# Unique Silk Batik Pens, Phase 2



## Bob in SF (Jun 4, 2016)

Here is the first Batik Baby - tube-in cast with Alumilite Clear Slow in one of Fred Wissen's slimline tube-in molds - so far, so good:






Here's the link to Phase 1
http://www.penturners.org/forum/f178/unique-silk-batik-pens-phase-1-a-141016/

Fun weekend ahead.

Happy Saturday to all - Bob


----------



## JohnU (Jun 4, 2016)

Very unique Bob!  Thanks for showing.  I really enjoy your creative posts.
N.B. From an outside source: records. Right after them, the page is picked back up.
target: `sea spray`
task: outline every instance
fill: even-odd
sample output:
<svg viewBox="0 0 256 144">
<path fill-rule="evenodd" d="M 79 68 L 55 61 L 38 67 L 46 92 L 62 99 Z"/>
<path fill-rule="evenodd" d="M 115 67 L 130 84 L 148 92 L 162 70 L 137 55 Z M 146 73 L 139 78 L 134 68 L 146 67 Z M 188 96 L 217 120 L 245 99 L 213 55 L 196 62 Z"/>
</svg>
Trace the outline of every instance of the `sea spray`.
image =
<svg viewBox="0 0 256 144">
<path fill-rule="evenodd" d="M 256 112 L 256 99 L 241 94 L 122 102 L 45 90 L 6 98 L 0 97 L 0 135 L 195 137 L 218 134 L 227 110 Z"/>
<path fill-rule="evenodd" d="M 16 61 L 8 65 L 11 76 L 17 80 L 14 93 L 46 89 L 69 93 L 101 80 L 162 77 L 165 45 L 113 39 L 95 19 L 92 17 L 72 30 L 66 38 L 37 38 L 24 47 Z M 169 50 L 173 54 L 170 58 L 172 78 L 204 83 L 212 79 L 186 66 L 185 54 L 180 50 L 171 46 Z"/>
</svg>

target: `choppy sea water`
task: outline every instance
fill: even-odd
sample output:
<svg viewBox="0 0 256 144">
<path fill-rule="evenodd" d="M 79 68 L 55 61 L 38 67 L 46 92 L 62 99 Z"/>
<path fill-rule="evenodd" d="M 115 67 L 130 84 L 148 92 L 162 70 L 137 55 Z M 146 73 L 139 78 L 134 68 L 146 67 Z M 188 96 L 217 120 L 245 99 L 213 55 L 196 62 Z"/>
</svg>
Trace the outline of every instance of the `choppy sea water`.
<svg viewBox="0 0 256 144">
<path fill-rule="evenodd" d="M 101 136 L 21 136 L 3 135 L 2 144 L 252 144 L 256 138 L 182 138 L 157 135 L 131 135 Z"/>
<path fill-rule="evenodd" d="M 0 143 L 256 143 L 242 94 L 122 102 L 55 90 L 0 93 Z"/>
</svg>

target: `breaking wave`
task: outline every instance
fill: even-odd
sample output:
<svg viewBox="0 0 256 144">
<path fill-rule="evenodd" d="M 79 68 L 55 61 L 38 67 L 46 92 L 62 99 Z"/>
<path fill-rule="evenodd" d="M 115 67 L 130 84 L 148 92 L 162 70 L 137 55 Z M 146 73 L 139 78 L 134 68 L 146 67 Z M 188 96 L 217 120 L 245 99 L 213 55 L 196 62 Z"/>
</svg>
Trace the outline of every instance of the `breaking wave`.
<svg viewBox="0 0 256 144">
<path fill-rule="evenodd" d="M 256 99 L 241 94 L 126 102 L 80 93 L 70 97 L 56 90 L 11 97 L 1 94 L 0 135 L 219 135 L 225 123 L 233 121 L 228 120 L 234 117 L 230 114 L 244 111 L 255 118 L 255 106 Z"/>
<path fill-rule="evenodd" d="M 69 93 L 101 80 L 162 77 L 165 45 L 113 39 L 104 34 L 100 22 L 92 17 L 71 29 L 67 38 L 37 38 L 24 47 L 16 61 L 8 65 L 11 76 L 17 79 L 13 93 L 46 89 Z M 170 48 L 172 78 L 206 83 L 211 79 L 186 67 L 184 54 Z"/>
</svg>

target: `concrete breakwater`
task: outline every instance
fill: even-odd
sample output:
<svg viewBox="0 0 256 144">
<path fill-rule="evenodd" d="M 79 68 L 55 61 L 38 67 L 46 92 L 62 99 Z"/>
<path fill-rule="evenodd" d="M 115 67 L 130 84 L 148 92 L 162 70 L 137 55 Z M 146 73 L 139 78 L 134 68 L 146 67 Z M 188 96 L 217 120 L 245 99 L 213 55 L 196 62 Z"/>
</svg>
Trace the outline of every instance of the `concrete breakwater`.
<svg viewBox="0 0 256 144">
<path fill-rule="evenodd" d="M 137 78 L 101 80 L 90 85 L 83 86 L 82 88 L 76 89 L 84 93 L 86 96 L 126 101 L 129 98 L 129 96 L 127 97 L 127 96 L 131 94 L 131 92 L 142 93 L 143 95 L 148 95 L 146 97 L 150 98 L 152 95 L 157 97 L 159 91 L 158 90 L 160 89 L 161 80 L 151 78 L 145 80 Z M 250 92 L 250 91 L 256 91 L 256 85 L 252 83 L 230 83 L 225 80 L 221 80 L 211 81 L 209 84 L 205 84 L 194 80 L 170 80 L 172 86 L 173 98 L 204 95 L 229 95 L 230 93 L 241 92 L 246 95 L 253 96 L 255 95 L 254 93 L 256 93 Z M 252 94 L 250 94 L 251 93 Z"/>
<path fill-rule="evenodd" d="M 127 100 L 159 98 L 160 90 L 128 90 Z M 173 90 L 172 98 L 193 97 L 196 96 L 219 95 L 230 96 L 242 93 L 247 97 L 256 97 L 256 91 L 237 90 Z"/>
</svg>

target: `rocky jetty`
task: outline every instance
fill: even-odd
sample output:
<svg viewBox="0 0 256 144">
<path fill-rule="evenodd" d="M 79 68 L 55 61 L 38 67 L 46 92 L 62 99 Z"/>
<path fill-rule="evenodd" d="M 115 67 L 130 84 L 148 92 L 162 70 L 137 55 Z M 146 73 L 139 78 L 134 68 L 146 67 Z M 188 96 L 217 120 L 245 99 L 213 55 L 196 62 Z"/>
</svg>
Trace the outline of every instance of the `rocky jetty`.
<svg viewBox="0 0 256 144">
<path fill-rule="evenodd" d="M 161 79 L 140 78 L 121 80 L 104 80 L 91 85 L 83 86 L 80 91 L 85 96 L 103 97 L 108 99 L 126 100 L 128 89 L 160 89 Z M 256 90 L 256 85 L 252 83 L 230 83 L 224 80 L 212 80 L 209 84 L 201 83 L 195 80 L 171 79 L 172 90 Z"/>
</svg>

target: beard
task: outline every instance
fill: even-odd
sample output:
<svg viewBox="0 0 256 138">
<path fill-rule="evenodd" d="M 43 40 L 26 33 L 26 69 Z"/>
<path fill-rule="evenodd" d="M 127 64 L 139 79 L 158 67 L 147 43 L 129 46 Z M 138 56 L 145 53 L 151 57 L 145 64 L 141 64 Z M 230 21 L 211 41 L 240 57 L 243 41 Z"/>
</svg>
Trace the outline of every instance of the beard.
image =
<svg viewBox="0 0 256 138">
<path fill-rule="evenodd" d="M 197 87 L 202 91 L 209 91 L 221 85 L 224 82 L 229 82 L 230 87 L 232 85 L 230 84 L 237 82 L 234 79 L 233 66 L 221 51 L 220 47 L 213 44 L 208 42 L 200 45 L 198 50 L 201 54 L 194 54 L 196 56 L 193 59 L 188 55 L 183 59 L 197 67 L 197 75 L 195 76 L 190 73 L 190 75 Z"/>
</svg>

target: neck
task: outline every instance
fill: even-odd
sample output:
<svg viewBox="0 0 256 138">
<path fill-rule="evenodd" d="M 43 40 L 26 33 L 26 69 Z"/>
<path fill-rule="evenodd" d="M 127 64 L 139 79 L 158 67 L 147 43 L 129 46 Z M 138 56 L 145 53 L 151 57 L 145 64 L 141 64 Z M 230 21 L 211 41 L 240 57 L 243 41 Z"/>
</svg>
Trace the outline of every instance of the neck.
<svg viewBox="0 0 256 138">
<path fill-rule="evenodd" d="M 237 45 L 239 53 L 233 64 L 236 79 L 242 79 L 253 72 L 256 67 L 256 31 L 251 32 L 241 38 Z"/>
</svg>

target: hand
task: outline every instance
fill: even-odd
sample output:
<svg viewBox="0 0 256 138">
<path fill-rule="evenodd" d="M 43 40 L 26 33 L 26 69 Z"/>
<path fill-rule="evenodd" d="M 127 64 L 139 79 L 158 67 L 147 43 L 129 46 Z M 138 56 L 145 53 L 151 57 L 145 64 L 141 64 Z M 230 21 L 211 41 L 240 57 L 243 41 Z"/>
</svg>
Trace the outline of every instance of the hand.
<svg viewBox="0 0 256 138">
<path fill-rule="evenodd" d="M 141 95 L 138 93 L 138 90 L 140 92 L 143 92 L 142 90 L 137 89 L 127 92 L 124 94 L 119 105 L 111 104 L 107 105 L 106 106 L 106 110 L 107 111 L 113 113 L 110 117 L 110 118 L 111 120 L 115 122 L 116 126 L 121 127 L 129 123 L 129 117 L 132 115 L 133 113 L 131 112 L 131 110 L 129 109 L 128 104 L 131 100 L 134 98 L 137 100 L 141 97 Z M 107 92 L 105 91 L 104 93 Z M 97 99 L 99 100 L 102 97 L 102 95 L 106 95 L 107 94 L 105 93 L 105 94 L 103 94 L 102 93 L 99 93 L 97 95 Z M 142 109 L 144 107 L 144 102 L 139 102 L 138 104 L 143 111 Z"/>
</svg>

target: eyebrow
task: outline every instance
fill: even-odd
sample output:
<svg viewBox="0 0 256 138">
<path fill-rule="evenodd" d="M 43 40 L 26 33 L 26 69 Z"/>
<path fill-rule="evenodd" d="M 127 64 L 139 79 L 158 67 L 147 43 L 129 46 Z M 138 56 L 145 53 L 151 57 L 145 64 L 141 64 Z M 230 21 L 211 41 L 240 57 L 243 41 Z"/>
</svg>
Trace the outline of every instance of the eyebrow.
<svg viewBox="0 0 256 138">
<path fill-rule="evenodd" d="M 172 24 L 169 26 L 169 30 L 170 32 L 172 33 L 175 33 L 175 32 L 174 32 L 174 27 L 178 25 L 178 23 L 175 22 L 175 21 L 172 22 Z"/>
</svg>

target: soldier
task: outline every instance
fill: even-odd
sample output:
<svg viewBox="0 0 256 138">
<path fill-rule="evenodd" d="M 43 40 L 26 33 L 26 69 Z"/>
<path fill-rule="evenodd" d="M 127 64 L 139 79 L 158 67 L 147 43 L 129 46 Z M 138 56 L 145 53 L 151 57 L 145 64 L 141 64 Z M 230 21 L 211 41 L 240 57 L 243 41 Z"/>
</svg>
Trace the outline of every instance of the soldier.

I still revisit the marble making.


----------



## Bob in SF (Jun 4, 2016)

Many thanks for kind words, John.

The same nice lady also wants shibori-style dyed silk pens - another fun little challenge.  

I'm starting out with the "pole" shibori technique - sewed a Habotai 8mm silk tube, scrunched it up onto 3/4" PVC, reverse turned slowly between centers on the lathe while lightly sponge-brushing on some Jacquard green label dyes; then stretched out the dyed silk tube to dry.  Next step will be to cut it open, steam fix the dyes, then handle it the same way as the batik.
Lathe-assisted shibori:





- Bob


----------



## Charlie_W (Jun 4, 2016)

Cool pen Bob!.....love the colors and effect!


----------



## Bob in SF (Jun 5, 2016)

Thanks, Charlie - fun process.


----------



## Bob in SF (Jun 5, 2016)

Phase 2 completed - 7 Unique Silk Batik pens - moving onto the shibori-dyed silk pens (she wants a set of 7 shibori's):





Best regards - Bob


----------



## Bob in SF (Jun 11, 2016)

First run of Shibori-dyed silk - ready for pen making:




I'll start another thread about it after I get a little farther along - fun variety of dyeing techniques dating back about 12 centuries.
- Bob


----------



## Bob in SF (Jun 20, 2016)

My dear textile designing friend emailed me Sat. AM and ordered a sextet of Batiks - this time with metal flakes - so I obliged her (a little more pizazz than the "plain" batiks):





She's eager to collaborate on some future projects - why not? - I'll be the same age whether I do or don't - choosing do.

- Bob


----------